I went through Dell's blog to find the original blog posts, which were missed by most of us. The initial delay posts surfaced on Dell's blog in July. The details on behind the delay surfaced earlier this month. Here's a look at the painting problems from Dell's own blog.

Here's what Alex Gruzen, senior vice president of Dell's consumer products group, wrote in a post Aug. 3:

Currently, we have worked through about 10% of our backlog and will focus on improving this going forward. Despite our best efforts, we may not be able to ship some orders before the original estimated ship date we gave you. In those cases, Dell will be contacting affected customers to let them know. Details will vary by region.

When you order a system, the estimated ship date factors in our best currently available information, including the number of orders in front of you and the availability of parts. It should not change unless something impacts one of these factors. If that happens, we will contact you.
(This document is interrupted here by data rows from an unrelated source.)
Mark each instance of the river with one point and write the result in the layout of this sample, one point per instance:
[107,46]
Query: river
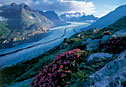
[27,51]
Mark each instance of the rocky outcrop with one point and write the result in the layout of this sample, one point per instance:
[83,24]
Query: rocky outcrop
[111,75]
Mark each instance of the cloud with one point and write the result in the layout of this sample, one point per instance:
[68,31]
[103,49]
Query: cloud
[62,6]
[6,2]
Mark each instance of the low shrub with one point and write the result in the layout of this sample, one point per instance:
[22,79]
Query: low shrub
[59,72]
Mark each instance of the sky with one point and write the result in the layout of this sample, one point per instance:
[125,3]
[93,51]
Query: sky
[98,8]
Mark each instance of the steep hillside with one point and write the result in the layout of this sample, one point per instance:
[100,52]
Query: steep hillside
[82,58]
[19,23]
[77,17]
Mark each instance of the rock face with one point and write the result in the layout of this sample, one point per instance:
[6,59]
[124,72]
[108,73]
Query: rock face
[77,17]
[27,22]
[111,75]
[93,45]
[99,56]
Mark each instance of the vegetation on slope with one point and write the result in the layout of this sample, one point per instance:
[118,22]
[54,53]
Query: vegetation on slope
[114,45]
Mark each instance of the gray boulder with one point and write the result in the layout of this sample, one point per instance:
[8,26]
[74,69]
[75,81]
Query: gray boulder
[111,75]
[105,38]
[93,45]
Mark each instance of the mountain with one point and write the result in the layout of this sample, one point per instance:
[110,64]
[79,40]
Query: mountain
[77,17]
[20,22]
[51,15]
[110,18]
[119,24]
[89,59]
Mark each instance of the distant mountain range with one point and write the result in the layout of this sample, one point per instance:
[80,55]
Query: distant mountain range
[20,23]
[51,15]
[77,17]
[109,18]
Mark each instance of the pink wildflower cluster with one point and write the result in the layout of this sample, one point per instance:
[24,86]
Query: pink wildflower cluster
[59,71]
[114,44]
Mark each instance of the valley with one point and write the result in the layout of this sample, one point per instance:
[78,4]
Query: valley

As Lionel mentioned in an earlier post, we have found the production ramp more difficult than we expected—let me take a few minutes to explain the process. Before we begin shipping products to customers, we build a sizeable number of units to test our manufacturing process and to help flush out any issues that may impact our ability to build in volume. These test builds are a fraction of what we expect to build at full production. Once we start building a larger number of units, we may see issues that pop up in only one or two of them, but which require larger volumes to reveal themselves.  Since it's hard to tell if the issue is an isolated one or if it will affect a large number of units down the road, we investigate each one thoroughly. When that happens, it slows our build process.
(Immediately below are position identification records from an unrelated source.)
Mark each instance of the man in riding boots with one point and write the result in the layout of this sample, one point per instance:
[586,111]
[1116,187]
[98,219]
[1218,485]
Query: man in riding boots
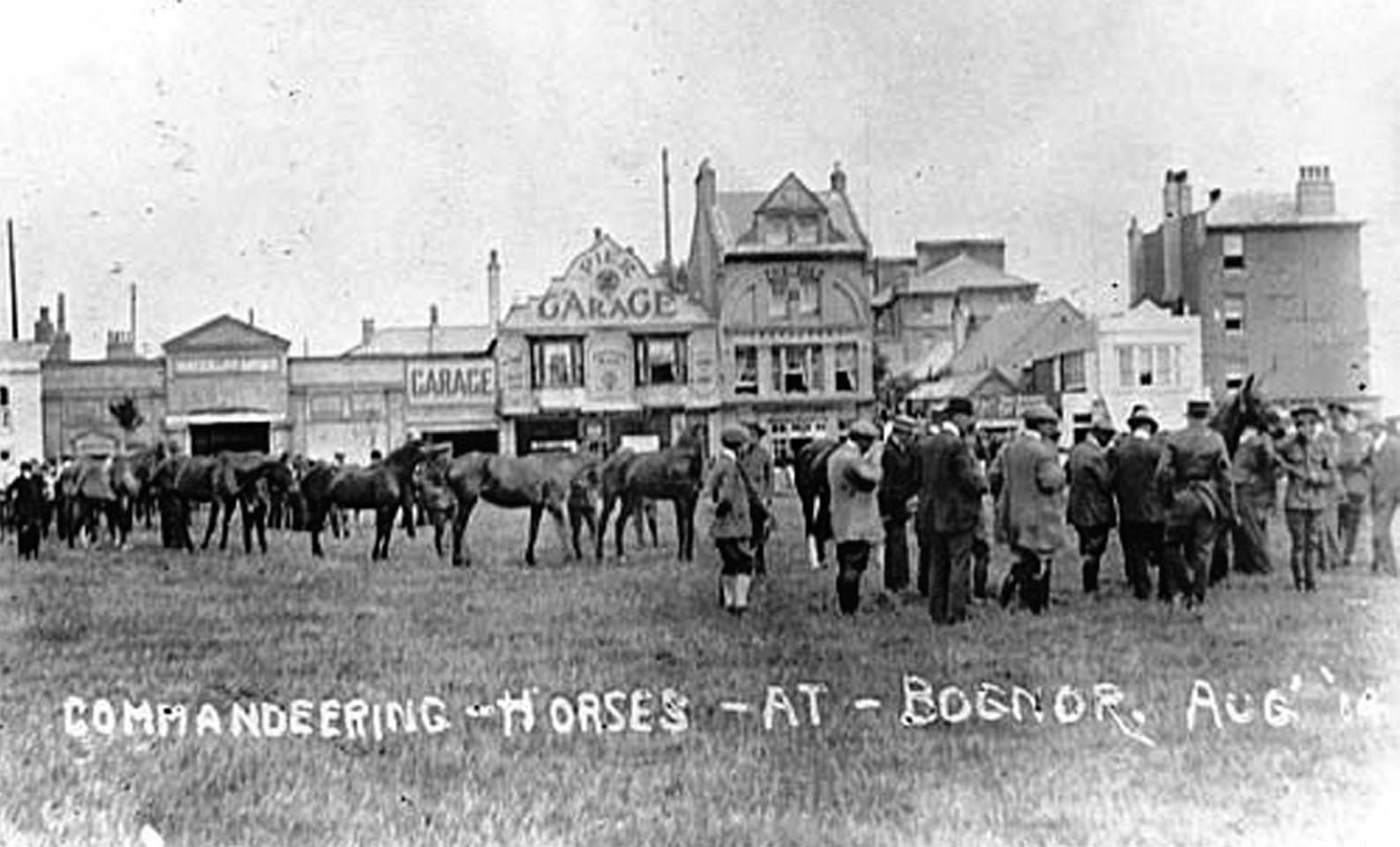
[898,468]
[733,526]
[757,465]
[1312,483]
[1029,483]
[1091,511]
[853,476]
[951,486]
[1194,479]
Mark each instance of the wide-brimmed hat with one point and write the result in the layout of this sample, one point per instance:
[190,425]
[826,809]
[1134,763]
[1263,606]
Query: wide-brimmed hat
[1039,413]
[958,406]
[864,428]
[1141,416]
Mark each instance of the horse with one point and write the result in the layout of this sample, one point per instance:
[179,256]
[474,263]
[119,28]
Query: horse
[561,483]
[673,473]
[385,488]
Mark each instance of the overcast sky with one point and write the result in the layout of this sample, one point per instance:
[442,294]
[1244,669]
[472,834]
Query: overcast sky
[327,160]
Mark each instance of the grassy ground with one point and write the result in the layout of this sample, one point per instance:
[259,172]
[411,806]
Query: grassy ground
[226,629]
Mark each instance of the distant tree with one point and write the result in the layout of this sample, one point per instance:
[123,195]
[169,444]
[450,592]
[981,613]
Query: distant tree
[128,416]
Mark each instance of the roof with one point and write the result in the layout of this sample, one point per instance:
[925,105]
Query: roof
[962,273]
[1024,334]
[1266,208]
[423,340]
[224,332]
And that's where the paint comes in: Gruzen noted that Tuxedo Black is the only color that's meeting Dell's quality standards. He details more:

The finish on the XPS  M1330 is similar to a custom paint job on a car, but with one additional complexity—on a car, typical viewing occurs from several feet away. With a notebook, the typical viewing range is much closer... sometimes a foot or less. This requires a different level of attention to detail.  Why do I bring that up? There was no problem painting hundreds at a time.  But as we increased the volume, otherwise manageable factors like dust contamination caused our successful yields to decrease.  Adding to the complexity, the Crimson Red and the Pearl White colors require more coats of paint and more touches to create the finished product—that means there is more opportunity for dust contamination.
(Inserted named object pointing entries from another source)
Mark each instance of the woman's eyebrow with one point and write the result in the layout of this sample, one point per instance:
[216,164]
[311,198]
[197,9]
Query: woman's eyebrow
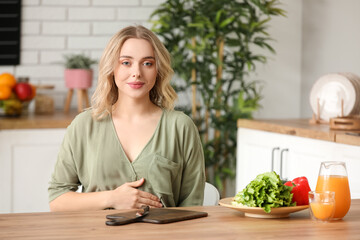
[148,57]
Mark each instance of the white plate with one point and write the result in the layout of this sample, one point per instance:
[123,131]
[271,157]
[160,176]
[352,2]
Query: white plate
[258,212]
[330,89]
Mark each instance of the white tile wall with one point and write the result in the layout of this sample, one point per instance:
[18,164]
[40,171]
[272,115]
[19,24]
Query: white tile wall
[52,28]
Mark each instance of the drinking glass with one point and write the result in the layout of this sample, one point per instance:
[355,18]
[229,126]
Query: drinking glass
[333,177]
[322,205]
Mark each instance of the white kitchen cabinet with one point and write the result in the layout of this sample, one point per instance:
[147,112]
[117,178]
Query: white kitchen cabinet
[27,159]
[292,157]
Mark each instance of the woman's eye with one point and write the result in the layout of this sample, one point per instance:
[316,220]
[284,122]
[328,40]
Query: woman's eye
[148,64]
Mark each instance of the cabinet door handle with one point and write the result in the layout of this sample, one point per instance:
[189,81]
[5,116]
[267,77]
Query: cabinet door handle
[281,160]
[273,156]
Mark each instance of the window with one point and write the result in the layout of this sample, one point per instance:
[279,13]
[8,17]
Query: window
[10,18]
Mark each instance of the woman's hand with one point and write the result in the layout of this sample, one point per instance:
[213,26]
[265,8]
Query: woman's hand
[127,196]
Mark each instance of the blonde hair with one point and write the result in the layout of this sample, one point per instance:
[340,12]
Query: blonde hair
[106,92]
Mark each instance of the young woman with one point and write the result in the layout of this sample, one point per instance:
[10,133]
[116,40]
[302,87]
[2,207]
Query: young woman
[131,148]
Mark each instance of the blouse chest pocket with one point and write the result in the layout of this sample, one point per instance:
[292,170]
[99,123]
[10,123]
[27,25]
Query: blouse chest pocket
[163,176]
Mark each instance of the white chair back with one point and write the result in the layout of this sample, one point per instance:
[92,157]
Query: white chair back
[211,195]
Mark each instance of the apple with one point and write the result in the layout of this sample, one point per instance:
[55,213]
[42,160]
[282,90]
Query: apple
[23,91]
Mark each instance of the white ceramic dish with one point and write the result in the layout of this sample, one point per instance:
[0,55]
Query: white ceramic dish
[258,212]
[330,89]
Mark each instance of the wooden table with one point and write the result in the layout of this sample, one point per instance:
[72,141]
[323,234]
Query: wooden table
[222,223]
[58,119]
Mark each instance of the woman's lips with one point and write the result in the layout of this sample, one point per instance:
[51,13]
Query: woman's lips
[136,85]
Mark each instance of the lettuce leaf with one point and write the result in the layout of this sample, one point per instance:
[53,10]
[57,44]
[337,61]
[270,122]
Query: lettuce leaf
[266,191]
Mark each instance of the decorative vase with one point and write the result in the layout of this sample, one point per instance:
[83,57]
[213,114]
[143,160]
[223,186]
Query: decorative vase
[78,78]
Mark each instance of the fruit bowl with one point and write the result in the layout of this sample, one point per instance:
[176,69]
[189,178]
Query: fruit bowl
[15,96]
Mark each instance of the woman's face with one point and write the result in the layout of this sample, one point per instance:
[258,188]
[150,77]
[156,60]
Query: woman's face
[135,73]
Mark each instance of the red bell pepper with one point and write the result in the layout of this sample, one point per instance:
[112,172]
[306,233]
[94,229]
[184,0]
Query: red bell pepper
[300,190]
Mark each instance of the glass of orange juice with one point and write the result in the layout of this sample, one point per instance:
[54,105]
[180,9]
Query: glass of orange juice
[333,177]
[322,205]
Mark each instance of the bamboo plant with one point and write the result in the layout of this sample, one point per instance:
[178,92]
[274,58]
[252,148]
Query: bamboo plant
[213,44]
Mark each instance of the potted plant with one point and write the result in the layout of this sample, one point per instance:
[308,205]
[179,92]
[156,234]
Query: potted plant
[214,48]
[78,72]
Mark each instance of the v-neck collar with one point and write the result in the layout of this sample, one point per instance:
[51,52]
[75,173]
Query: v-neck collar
[146,145]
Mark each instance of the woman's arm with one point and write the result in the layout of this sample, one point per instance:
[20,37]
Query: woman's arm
[124,197]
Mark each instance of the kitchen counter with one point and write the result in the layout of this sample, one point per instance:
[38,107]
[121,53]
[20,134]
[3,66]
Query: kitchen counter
[221,223]
[31,121]
[302,128]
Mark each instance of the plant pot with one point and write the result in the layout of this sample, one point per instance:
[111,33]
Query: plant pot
[78,78]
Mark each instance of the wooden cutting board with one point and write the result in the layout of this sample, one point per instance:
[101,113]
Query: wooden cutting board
[162,215]
[345,123]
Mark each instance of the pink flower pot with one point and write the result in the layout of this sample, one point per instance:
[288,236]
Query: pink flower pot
[78,78]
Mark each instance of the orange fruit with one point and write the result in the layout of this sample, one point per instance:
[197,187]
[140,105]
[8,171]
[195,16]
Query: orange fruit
[7,79]
[5,92]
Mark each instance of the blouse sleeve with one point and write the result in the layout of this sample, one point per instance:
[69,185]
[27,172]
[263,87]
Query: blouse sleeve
[193,180]
[64,178]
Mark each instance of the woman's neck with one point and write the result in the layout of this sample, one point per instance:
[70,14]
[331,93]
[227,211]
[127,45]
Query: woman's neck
[133,108]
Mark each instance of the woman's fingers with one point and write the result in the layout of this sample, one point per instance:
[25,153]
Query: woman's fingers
[149,199]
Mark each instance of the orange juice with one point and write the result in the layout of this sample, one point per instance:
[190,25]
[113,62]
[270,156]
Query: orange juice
[339,185]
[321,210]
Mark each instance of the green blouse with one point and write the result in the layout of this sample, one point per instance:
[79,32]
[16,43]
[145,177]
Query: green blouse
[172,162]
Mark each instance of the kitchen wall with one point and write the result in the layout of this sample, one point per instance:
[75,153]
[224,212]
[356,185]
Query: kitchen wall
[52,28]
[316,37]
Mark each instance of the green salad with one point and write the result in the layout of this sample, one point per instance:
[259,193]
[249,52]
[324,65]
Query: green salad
[266,191]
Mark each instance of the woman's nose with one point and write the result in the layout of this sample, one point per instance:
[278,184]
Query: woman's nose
[136,72]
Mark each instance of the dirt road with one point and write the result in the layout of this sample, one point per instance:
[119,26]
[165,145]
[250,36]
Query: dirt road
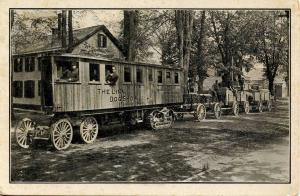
[248,148]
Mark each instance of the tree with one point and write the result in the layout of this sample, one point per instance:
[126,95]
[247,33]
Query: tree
[271,45]
[231,31]
[184,28]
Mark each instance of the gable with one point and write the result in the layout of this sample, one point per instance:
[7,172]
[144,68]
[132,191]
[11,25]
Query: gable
[92,46]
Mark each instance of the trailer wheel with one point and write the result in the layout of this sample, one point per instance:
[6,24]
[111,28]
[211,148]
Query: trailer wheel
[88,130]
[61,134]
[246,107]
[201,112]
[260,107]
[22,132]
[217,111]
[235,109]
[269,104]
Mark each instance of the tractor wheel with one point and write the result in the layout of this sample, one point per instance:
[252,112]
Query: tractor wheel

 All this ultimately results in fewer finished parts from the paint line than we expected.  You may have noticed on yesterday we discontinued the Pearl White color. The reason is that we are just not able to produce the kind of volumes of high quality product that we need to support demand. It takes about 5 coats of paint to get the appearance we were looking for.

Needless to say Dell customers weren't pleased. While Dell has put its accounting mishaps behind it this Dell 2.0 transition is still ahead.